Naturally, continuous growth means e-commerce retailers need places to warehouse and distribute their goods. Retailers seek to compete with Amazon Prime’s two-day shipping. This means brands must strategically locate product near population centers.

The E-commerce Warehousing Challenge

Existing space is at a premium in many urban locations across the country, including California.  PWC reports, “vacancy rates fell farther below 5 percent in 2017. Aside from simple competition, there are submarkets where users simply cannot secure new space.”

As we know from basic economics, low supply and high demand drives prices higher. Industrial rent growth along the West Coast is reporting year-over-year, if not quarter-over-quarter gains, since 2015.

More interest in development.

While manufacturing received a “fair” outlook, “fulfillment” and “warehouse” centers were the top investment prospects for all commercial real estate subsectors in 2018 according to PWC’s Emerging Trends Survey. The need for more warehousing and fulfillment centers, and with little slowdown in expansion predicted, is driving more investors into the industrial space. PWC ranked industrial as its top sector for investment and development for 2018, and for the previous four years.

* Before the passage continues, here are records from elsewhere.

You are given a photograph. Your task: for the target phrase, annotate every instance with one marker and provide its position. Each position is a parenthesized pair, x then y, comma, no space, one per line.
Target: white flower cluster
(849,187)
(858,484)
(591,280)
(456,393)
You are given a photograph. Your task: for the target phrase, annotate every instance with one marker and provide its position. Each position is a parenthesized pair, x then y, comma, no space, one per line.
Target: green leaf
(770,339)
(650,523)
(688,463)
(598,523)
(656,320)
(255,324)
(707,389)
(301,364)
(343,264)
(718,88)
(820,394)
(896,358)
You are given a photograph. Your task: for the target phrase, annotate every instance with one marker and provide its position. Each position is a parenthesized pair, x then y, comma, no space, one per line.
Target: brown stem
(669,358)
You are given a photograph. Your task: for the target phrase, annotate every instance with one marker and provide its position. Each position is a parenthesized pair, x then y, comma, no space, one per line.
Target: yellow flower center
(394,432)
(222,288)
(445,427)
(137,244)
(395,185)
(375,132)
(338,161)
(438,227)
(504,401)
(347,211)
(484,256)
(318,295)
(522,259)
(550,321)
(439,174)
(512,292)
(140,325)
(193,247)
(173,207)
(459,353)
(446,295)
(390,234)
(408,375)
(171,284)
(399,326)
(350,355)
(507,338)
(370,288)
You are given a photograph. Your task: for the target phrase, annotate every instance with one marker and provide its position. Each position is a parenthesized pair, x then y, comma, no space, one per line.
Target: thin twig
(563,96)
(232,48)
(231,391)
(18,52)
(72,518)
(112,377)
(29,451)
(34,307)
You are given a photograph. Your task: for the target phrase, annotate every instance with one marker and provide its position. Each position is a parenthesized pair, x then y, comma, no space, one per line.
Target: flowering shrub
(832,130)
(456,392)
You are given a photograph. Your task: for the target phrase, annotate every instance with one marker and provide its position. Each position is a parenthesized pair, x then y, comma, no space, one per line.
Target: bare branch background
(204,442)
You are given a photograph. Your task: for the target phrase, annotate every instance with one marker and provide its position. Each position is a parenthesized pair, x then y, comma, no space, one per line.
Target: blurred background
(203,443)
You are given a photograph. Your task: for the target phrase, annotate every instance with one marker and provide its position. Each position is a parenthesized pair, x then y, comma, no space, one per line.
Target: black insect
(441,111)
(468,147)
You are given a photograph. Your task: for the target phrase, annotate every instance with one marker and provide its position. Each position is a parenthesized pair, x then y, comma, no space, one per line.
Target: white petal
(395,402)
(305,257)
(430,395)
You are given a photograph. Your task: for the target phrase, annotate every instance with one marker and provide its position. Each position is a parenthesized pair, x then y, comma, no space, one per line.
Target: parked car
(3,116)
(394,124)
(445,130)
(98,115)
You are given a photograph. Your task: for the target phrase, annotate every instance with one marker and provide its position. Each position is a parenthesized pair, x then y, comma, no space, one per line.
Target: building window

Additionally, more developers or businesses are looking at a build-to-suit option rather than leasing existing space. With industrial spaces commanding top prices, acquiring an existing new building may not be as cost-effective. Larry Harmsen, Prologis’ COO, Americas told Commercial Property Executive, “the firm is developing more built-to-suit assets, which is “different than the last couple of cycles.”

Location Matters

Warehousing and fulfillment centers used to lie outside population cores. Not so anymore. The restructured commerce supply chain means retailers want a more efficient and faster delivery process. That means locating goods right where consumers live. Businesses are willing to pay for urban warehouse space to get their products quickly into the right markets. Even how industrial space looks is changing. Prologis is building the first vertical warehouse space in the United States, and predicts more are on the way as demand increases.

Shopping Changing Industrial Real Estate

CoStar’s Circ notes while e-commerce may still be a small part of the overall warehousing market at 4 percent, but it’s the force driving net absorption. The consumer online buying trend will continue shaping the development of the industrial real estate market in the coming years.